As described above, according to the present invention, in a hoop-shaped frame, the two hinge rotation axes adjacent to each frame are restrained by a pulley having a predetermined diameter and a loop cable. The rotation of the frame is synchronized,
Therefore, it is possible to perform a highly reliable unfolding motion, and there is an effect that a flap can be obtained.

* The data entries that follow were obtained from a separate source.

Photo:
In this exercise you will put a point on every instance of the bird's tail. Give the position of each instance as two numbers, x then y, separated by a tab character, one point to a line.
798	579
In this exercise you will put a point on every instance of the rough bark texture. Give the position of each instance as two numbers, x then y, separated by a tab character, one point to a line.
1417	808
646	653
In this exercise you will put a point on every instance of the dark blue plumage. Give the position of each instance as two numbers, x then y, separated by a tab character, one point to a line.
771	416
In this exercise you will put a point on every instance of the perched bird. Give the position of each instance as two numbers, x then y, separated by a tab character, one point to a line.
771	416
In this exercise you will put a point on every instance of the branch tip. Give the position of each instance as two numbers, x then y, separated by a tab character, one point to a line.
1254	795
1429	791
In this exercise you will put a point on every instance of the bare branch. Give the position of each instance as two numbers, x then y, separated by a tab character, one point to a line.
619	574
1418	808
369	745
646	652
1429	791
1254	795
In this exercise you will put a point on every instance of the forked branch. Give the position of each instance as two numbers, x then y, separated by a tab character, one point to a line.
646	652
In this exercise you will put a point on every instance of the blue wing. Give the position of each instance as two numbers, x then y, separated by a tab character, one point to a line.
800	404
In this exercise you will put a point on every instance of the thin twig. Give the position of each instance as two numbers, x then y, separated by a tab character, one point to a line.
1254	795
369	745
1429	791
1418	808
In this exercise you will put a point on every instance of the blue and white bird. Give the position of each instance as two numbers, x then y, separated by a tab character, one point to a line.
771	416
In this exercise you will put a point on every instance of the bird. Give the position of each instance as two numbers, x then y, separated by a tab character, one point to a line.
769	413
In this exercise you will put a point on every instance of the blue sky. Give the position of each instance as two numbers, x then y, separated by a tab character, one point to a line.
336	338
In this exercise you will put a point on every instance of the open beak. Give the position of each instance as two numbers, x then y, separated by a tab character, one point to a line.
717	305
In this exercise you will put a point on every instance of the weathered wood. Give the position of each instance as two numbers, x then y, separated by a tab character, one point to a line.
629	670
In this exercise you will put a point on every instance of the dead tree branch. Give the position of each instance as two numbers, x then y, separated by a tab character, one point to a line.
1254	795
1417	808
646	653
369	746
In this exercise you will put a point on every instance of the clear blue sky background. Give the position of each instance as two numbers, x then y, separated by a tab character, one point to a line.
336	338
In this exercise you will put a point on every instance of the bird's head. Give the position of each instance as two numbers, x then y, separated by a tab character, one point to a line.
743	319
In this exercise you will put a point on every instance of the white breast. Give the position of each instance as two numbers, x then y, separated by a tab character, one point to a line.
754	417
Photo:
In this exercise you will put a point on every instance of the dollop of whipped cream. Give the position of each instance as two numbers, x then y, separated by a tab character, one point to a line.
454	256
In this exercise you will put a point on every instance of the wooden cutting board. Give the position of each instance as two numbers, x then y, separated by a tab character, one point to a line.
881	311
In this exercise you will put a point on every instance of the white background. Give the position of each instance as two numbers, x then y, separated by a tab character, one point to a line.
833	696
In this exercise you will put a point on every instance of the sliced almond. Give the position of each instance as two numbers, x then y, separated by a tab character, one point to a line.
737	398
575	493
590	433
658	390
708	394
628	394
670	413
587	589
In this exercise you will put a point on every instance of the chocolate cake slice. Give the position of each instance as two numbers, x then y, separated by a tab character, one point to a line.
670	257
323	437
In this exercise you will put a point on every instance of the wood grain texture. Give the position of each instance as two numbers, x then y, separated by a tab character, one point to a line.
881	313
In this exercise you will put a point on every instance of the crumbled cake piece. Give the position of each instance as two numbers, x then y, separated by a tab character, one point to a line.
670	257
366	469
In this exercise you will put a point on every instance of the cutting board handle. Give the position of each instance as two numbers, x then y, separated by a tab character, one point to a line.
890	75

[Brief explanation of drawings]

FIG. 1 is a partial perspective view of a deployable antenna reflector according to an embodiment of the present invention, and FIG. 2 is a front view of the same. FIG. 3 is a side view of the same, and FIGS. 4 to 7 are a front view and a side view of a conventional deployable antenna reflector when it is stored and when it is deployed. (1) is a long frame, (2a), (2b), C
20) are short 7L/-m, (3a), (3b
), (3C), (3a), (se) are hinges. (4a), (4b), (4c, (4d)
, (4 is a pulley, (5 is. (Sa), (7a) is a looped cape /l/,
(5b), (6b). (7b) is a coil spring, (13 is a support wire, t1
41 is a readable thin film, US is a bonding wire. Note that the same pipe numbers in Figure 1 indicate the same or equivalent parts.

Claims (7)

[Claims] (1) A large number of hinges each having an elastic spring that provides a driving force for rotation and a latch device that locks the rotation when a predetermined rotation angle is reached; A large number of frames forming a hoop shape,
two mesh-like flexible thin films, at least one of which is surrounded by the frames, whose edges are supported by the frames and hinges via support wires, and at least one of which is electrically conductive; A large number of bonding wires are disposed between the thin films and pull two opposing points on the flexible thin films inwardly to give the two flexible thin films a desired shape as an antenna reflector. A deployable antenna reflector characterized in that a loop-shaped cable is disposed between two rotating shafts adjacent to an arbitrary frame. (2) The deployable antenna reflector according to claim 1, wherein the frame is made of a tubular member, and the member is made of a carbon fiber composite material. (3) The deployable antenna reflector according to claim 1 or 2, wherein the length of the coupling wire is adjustable. (4) Claims 1 to 3, wherein the support wire is held with adjustable tension.
The deployable antenna reflector according to any of paragraphs. (5) The deployable antenna reflector according to any one of claims 1 to 4, wherein the hinge has a built-in bearing that can realize low friction conditions. (6) The deployable antenna reflector according to claim 5, wherein the bearing built into the hinge is a spherical bearing. (7) The deployable antenna reflector according to any one of claims 1 to 6, wherein a part of the loop cable is formed of a coil spring.